When I left China for good a few months later, I flew directly to Israel and almost stayed there. I returned in the end to my own country but never lost my affinity for that small country that sometimes runs like a big, fractious family. Dina Heimann today is an Israeli authority on Asia, touring, writing and lecturing in Hebrew and English. She’s married to a Chinese man who practices massage and herbal therapy in Netanya, where they live with two baby daughters and where my family and I have visited them several times.
Oh, and she speaks passable Chinese now, whereas I can barely muster a word.
(Hat tip: Rebecca Frankel, Moment‘s former managing editor, now editing and blogging at Foreign Policy Magazine.)
Photo by imagesbykim.
—Mandy Katz
Between the lines, a diligent reader might notice that Mandy Katz was actually taking excellent care of me in the different hospitals I was admitted to. Backpacking in Tibet was all that we had in common when she found herself saving my life one cold night — forcing a hospital that had closed for the night to re-open its doors to foreigners who believed in the term “emergency” — a word not often heeded in China, it seemed. Our dubious adventures (forcing Mandy to stay healthy in an infectious disease hospital, among other things) brought us into contact with many people.

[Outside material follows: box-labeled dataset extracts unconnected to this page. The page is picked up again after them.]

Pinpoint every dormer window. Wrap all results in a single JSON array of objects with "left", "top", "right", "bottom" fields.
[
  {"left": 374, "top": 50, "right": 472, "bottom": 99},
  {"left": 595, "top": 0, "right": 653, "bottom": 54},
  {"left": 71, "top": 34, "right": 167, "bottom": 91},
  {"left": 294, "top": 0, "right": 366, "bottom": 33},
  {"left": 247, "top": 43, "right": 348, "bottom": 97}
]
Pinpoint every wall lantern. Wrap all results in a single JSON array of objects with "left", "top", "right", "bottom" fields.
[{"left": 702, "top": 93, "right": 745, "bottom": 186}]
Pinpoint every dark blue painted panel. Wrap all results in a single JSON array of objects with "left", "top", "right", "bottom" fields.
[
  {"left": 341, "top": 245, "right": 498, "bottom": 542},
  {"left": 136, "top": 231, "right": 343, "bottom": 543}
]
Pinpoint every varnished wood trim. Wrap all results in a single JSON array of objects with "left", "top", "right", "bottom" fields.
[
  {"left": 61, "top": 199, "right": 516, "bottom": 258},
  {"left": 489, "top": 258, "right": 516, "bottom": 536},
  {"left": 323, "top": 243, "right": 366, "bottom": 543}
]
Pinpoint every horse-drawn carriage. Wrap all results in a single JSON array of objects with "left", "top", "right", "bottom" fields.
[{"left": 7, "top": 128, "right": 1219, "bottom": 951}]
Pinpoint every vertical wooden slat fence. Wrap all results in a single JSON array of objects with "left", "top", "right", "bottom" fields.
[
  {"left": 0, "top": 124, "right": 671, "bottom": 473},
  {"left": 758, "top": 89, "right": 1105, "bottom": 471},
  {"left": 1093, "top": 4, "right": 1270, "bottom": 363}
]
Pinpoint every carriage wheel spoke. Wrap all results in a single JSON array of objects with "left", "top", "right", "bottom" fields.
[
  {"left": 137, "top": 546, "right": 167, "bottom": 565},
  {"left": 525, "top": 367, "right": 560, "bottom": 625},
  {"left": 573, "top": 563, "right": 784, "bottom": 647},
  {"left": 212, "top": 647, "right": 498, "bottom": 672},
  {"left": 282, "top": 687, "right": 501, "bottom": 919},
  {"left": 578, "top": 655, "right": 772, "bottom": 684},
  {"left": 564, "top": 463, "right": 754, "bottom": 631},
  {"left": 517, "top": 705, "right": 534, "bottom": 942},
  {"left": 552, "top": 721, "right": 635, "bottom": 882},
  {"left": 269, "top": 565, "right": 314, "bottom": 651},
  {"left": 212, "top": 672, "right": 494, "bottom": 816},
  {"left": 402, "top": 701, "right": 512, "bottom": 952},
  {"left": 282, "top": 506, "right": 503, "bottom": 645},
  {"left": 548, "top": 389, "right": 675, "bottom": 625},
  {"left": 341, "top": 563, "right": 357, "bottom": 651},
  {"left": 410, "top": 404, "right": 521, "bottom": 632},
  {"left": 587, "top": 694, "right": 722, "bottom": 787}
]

One of them was a polite, English-speaking official sent to see to our needs in one of the hospitals we were admitted to. He told us our story would amaze anyone who heard about us, because Chinese believed residents of Capitalist countries would not take care of each other. We tried to convince him this was not true, and nearly succeeded. But, when he discovered we were both Jewish, he decided he had found the flaw in our argument — that our shared Jewishness was the reason we stuck together.
Was it? There might not be any connection between the fact we are both Jewish and that Mandy saved my life and continues to be the best of friends. But there is a special bond and depth that comes from a web of collective history and memory, of shared holidays and concepts , that make our friendship more solid.